Self-employment can bring a vast amount of freedom, flexibility and empowerment. While self-employment as a tradesperson can bring significant benefits and a chance to work on your terms without answering to anyone else, it can bring a lot of responsibility and stress, especially when it comes to unpredictable income.
Managing finances can be challenging but vital to your business and household as a self-employed parent. When you have so many different aspects to consider, making a plan for your finances is essential to reduce stress and maintain financial health for your family.
Are you a self-employed tradesperson looking for financial advice? Check out our 10 Steps To Secure Future Financial Security As A Self-Employed Tradesperson to help you figure out the best next steps to take for your business.
Create A Budget: For Work And Personal Expenses
Understanding your expected expenses can be a great way to understand the cash flow needed to support your business and family.
For your personal expenses, it’s wise to budget for aspects including:
- Mortgage or rent
- Council tax
- Household bills
- Living costs such as food, clothes and health
- Finance and insurances
- Leisure such as gym memberships and holidays
- Travel expenses such as MOT and car insurance
- Family and friends
An effective way to budget for a business is to look at the previous 12 months of expenses and categorise them, such as marketing, materials, staff costs, training, etc. Then use this data to determine your budget for each category for the following year.
Tip: By analysing last year’s expenses, look at what was important, essential, nice to have or that provided no value. This can help you cut costs and be more mindful of how you would categorise future expenses before you buy.
Pay Yourself A Salary
What can make finances difficult when you are self-employed is simply dipping in and out of your business account when you need it. By setting a salary that covers your personal and family expenses, you can better budget. Knowing your salary can also help you to plan work and know exactly how much your business needs to bring in to meet your business and personal expenses.
For months where you can take more than your salary, try leaving it in a savings fund so that you can support yourself during leaner months.
Use Different Accounts For Different Outgoings
Using different accounts or transfer accounts in your banking can help to make sure you have enough money for outgoings. It ensures all of your money is distributed in the best way for you and your family.
For your business, having your business account and a separate pool where you can automatically transfer money for your tax bill, and National Insurance contributions can ensure you’re always putting money by. You may also want to allocate funds using a profit first method to ensure your profit doesn’t get eaten away by business expenses.
A common method of planning your finances is to use five different accounts for your personal expenses. The first account will be for all of your bills and mandatory expenses.

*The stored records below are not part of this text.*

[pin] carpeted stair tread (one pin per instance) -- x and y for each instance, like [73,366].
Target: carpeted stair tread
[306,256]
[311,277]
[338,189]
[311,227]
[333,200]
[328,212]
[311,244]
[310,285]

The second is for your lifestyle expenses, such as home essentials, takeaways, and fun outings. Then there are three saving accounts: an emergency fund (ideally with three months of living expenses saved), a short-term goal fund and a long-term goal fund.
As a parent, your long-term goal fund may be a Junior ISA or saving for their university tuition fees.
Consider Life Insurance And Inheritance
While this isn’t anything we like to consider, knowing your children would be provided for should the worst happen is important. A key part of financial planning is creating a will. Children are not automatically provided for, so writing a will that states your precise intentions and express wishes is essential.
Life insurance is also worth considering and budgeting to help your children be financially secure should the worst happen.
Are you a tradesperson looking that is struggling to set work and life goals?
If yes, check out our 10 Check out our Guide to doing exactly that!
Plan Your Retirement Strategy
Another aspect that can be difficult to plan when self-employed is your retirement. However, the sooner, the better is key for your retirement as it gives your pension pot longer to grow.
Your retirement plan doesn’t have to be paying into a pension fund. Instead, you may use properties, investments or rental or passive income as a way to fund your retirement. While the choice is yours, preparing your strategy now can serve you in the long run.
Another crucial consideration for self-employment is National Insurance contributions. In order to access a state pension, you will need to ensure you have sufficiently contributed with your National Insurance contributions, as this will be on your record. If there are gaps in your contributions, you could be denied a state pension.
We understand that financial planning can be overwhelming, but just starting with one small step, such as budgeting for household bills, can be a great way to start. Then, when you feel comfortable with the first step, move on to the next step in your journey to financial security.